Que leurs défenseurs les adoptent et les soutiennent sincèrement, au nom de la vérité seule, je l’admets sans peine. En philosophie comme en politique, je crois l’erreur et les intentions honnêtes plus communes que le mensonge et les mauvais desseins. On ne discute d’ailleurs que les convictions sérieuses et sincères. Aux opinions fondées sur des motifs intéressés ou hypocrites, l’honneur de la discussion n’est pas dû ; il n’y a qu’à attaquer et à démasquer. C’est aussi au nom de la vérité seule que je combats les deux doctrines qu’on tente de mettre en crédit.

La vraie cause de cette double tentative, c’est l’incrédulité et le scepticisme de notre temps en fait de religion. Les non-chrétiens sont nombreux ; la plupart des déistes ne sont pas bien sûrs de leur croyance et de son efficacité. On sent la nécessité de la morale ; on croit à son droit de régler les actions des hommes ; c’est pour la conserver intacte et puissante qu’on veut la séparer de la religion, de toutes les croyances religieuses, toutes, dit-on, ruinées ou chancelantes. La morale indépendante est un radeau qu’on offre à l’âme humaine et à la société humaine pour les sauver du naufrage de leur vieux navire.

L’idée est fausse et le travail funeste. Ceux qui se flattent de laisser debout la morale chrétienne en la déracinant du dogme chrétien, et ceux qui croient sauver la morale en la détachant de la religion, méconnaissent également les faits essentiels de la nature humaine et de la société humaine. C’est d’une observation inexacte et incomplète de ces faits que dérivent l’une et l’autre doctrine. J’ai déjà dit, dans ces Méditations, ce que je pense de la première et pourquoi je la repousse. C’est à la seconde, à l’idée de la morale indépendante que j’ai affaire aujourd’hui, et c’est au nom de la pure et sévère psychologie que je maintiens l’union intime, légitime et nécessaire de la morale avec la religion.

Une observation préliminaire me frappe.
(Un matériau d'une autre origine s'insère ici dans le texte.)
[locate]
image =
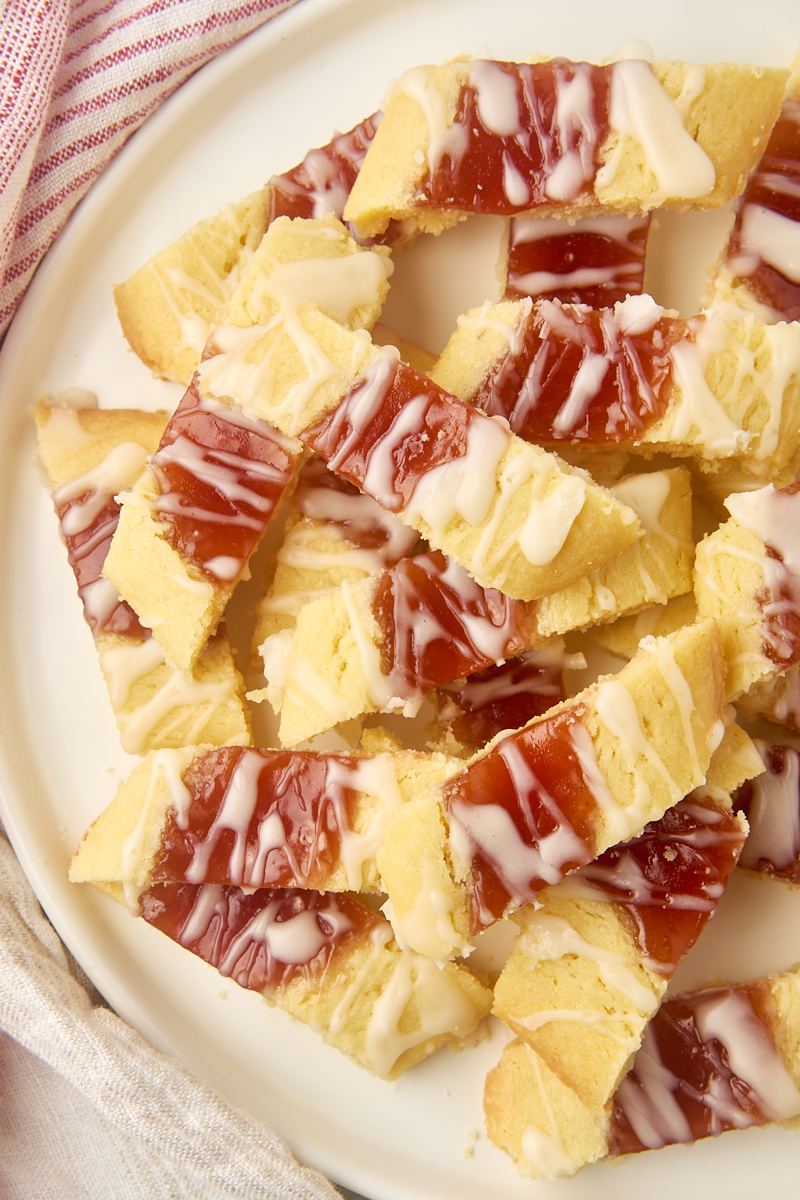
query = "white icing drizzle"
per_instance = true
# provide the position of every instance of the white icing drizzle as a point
(722, 424)
(182, 705)
(727, 1017)
(770, 515)
(373, 778)
(552, 937)
(89, 493)
(338, 286)
(642, 109)
(774, 813)
(651, 1109)
(184, 292)
(546, 1152)
(771, 238)
(441, 1007)
(428, 925)
(167, 765)
(462, 487)
(614, 227)
(752, 1056)
(445, 137)
(617, 709)
(521, 864)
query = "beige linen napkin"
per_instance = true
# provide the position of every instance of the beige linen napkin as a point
(89, 1109)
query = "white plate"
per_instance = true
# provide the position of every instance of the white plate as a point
(253, 112)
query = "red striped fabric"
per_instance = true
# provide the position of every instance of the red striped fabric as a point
(77, 78)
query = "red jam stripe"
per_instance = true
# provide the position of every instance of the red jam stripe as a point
(583, 376)
(221, 477)
(260, 940)
(771, 804)
(390, 431)
(323, 180)
(773, 191)
(262, 819)
(524, 135)
(669, 880)
(439, 624)
(500, 697)
(523, 817)
(708, 1065)
(596, 261)
(323, 496)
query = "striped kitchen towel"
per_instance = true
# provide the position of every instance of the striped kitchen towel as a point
(77, 78)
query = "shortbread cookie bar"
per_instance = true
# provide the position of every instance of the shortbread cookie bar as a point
(332, 533)
(539, 803)
(382, 645)
(710, 1062)
(593, 960)
(747, 577)
(775, 700)
(623, 636)
(633, 376)
(479, 136)
(771, 804)
(191, 521)
(511, 514)
(758, 269)
(653, 570)
(253, 819)
(169, 305)
(595, 261)
(322, 183)
(90, 454)
(188, 527)
(329, 961)
(473, 711)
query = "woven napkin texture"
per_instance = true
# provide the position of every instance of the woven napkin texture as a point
(77, 78)
(88, 1109)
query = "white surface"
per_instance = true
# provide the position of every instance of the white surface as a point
(324, 64)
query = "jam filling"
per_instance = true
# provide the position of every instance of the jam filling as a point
(221, 477)
(499, 697)
(323, 181)
(683, 1085)
(86, 550)
(579, 377)
(771, 804)
(668, 880)
(260, 940)
(775, 187)
(260, 819)
(323, 496)
(439, 624)
(523, 815)
(596, 262)
(389, 432)
(546, 155)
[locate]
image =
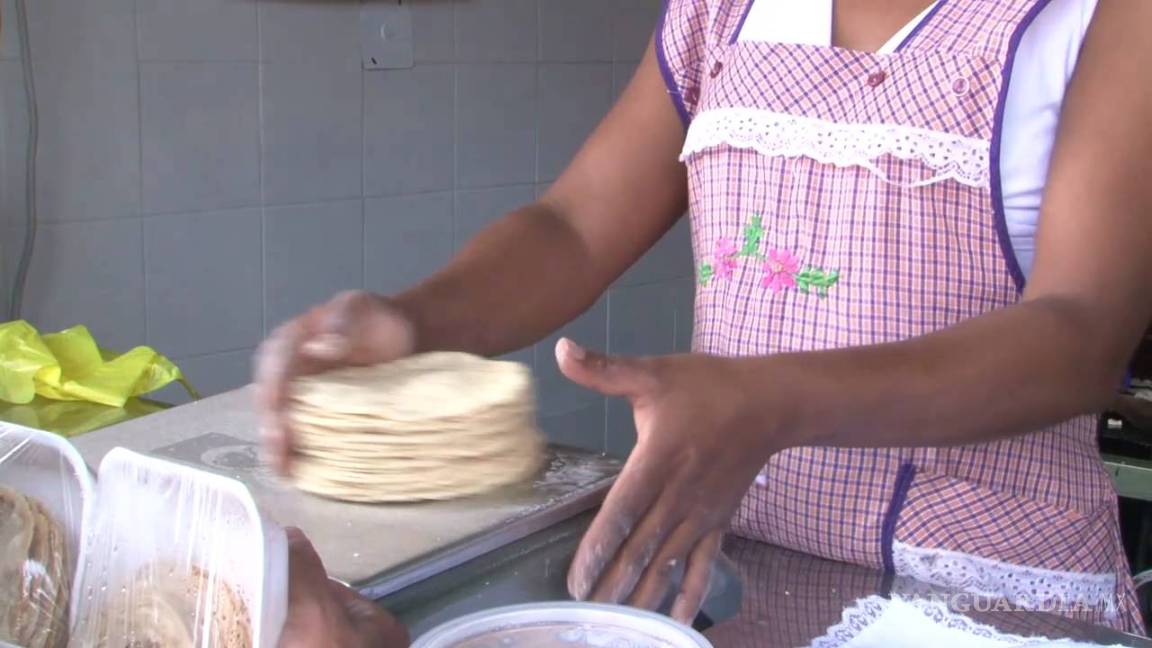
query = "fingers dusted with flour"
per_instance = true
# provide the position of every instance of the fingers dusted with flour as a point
(353, 329)
(696, 454)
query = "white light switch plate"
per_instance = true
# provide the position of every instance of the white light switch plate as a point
(386, 36)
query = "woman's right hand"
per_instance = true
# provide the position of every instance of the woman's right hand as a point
(354, 329)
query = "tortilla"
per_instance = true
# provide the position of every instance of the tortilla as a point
(166, 607)
(437, 426)
(35, 573)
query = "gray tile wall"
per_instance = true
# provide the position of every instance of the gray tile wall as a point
(211, 167)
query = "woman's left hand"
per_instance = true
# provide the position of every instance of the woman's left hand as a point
(698, 449)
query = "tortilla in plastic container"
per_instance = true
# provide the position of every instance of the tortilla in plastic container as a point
(44, 494)
(179, 558)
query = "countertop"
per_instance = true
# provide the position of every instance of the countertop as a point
(786, 600)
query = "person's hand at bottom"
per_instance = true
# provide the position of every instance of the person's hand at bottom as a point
(324, 612)
(697, 452)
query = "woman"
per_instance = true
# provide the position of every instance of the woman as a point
(884, 371)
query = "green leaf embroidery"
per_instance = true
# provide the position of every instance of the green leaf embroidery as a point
(705, 273)
(752, 234)
(816, 279)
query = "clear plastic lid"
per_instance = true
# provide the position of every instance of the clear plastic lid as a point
(563, 625)
(177, 557)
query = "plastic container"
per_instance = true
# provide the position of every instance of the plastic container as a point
(149, 540)
(171, 541)
(44, 473)
(568, 625)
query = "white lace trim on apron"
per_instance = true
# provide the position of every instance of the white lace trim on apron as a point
(952, 157)
(1029, 588)
(903, 623)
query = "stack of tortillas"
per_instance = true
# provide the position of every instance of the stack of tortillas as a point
(436, 426)
(35, 573)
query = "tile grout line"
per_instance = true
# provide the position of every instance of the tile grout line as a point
(259, 165)
(139, 152)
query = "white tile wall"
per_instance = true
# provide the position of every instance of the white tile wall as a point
(89, 273)
(477, 208)
(556, 393)
(210, 167)
(576, 30)
(495, 125)
(9, 45)
(635, 23)
(84, 55)
(497, 30)
(201, 128)
(406, 239)
(203, 281)
(206, 30)
(312, 141)
(408, 130)
(310, 254)
(573, 99)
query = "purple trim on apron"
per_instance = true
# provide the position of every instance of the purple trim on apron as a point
(998, 122)
(916, 30)
(669, 80)
(740, 25)
(904, 477)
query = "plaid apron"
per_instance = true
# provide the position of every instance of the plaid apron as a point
(843, 198)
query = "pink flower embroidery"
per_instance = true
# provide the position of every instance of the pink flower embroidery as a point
(725, 258)
(780, 269)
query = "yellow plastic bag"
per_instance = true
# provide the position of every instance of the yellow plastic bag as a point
(69, 366)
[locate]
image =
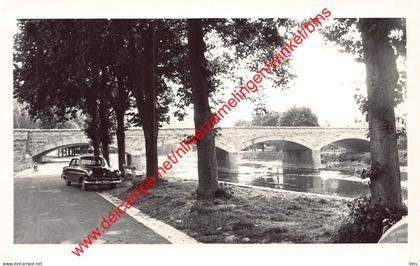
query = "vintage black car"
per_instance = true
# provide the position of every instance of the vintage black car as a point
(90, 170)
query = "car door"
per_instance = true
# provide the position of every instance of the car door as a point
(72, 171)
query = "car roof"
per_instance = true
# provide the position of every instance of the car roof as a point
(91, 157)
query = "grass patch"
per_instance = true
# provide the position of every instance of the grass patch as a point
(250, 216)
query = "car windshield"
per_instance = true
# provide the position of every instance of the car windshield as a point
(91, 161)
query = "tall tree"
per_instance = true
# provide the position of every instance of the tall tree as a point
(252, 41)
(380, 43)
(200, 87)
(381, 81)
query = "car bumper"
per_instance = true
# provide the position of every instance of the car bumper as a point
(101, 182)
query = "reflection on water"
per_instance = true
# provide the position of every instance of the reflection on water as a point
(270, 174)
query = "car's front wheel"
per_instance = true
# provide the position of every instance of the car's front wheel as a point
(84, 186)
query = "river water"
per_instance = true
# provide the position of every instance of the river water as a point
(342, 183)
(270, 174)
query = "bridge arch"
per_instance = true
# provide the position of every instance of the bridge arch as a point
(296, 141)
(353, 144)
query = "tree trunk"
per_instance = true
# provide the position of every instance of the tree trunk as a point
(95, 144)
(149, 115)
(104, 128)
(105, 151)
(120, 139)
(381, 79)
(206, 149)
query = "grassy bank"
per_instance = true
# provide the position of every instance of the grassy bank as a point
(250, 216)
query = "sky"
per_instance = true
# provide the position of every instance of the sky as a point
(326, 82)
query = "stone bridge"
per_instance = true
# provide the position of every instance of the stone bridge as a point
(301, 146)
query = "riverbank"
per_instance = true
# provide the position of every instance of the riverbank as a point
(250, 216)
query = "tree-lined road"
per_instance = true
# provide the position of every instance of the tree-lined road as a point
(49, 212)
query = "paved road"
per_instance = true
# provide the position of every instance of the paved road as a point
(46, 211)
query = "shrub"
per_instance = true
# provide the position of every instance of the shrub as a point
(364, 224)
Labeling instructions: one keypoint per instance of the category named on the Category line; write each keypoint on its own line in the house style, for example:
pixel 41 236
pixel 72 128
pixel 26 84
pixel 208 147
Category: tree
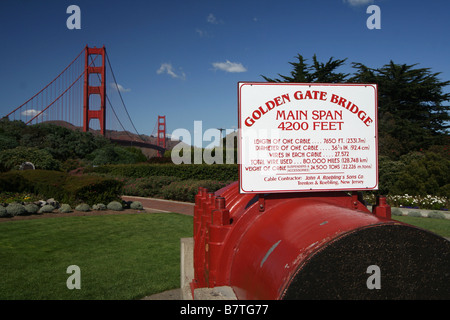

Les théoriciens de la morale indépendante partent de cette idée qu’il y a une loi morale étrangère et supérieure à toute vue d’intérêt, à toute passion personnelle ; ils placent le devoir en dehors et au-dessus de tout autre motif d’action. Je n’ai garde de leur contester ce principe ; mais ils oublient qu’il a été et qu’il est encore fort contesté parmi les philosophes, anciens et modernes. Les uns ont regardé le désir du bonheur, la satisfaction de l’intérêt personnel, comme le droit et le but légitime de la vie humaine. D’autres ont placé, non pas dans l’intérêt personnel, mais dans l’utilité générale, dans le bien de l’humanité tout entière, la règle de conduite des hommes. D’autres ont vu, dans la sympathie des sentiments, l’origine et le gage des notions morales. Il s’en faut beaucoup que la loi morale et obligatoire, le devoir, soit la base reconnue et généralement acceptée de la morale ; les systèmes les plus divers se sont produits et se renouvellent sans cesse sur le principe de la morale comme sur d’autres grandes questions de notre nature, et l’esprit humain n’est guère moins flottant dans ce coin de l’arène philosophique que dans les autres. Que les moralistes de la nouvelle école ne se fassent point d’illusion ; en proclamant la morale indépendante de la religion, ils veulent et croient lui donner une base fixe, et la même pour tous : ils s’abusent ; la morale ainsi isolée reste, au moins autant qu’auparavant, en proie aux disputes des hommes.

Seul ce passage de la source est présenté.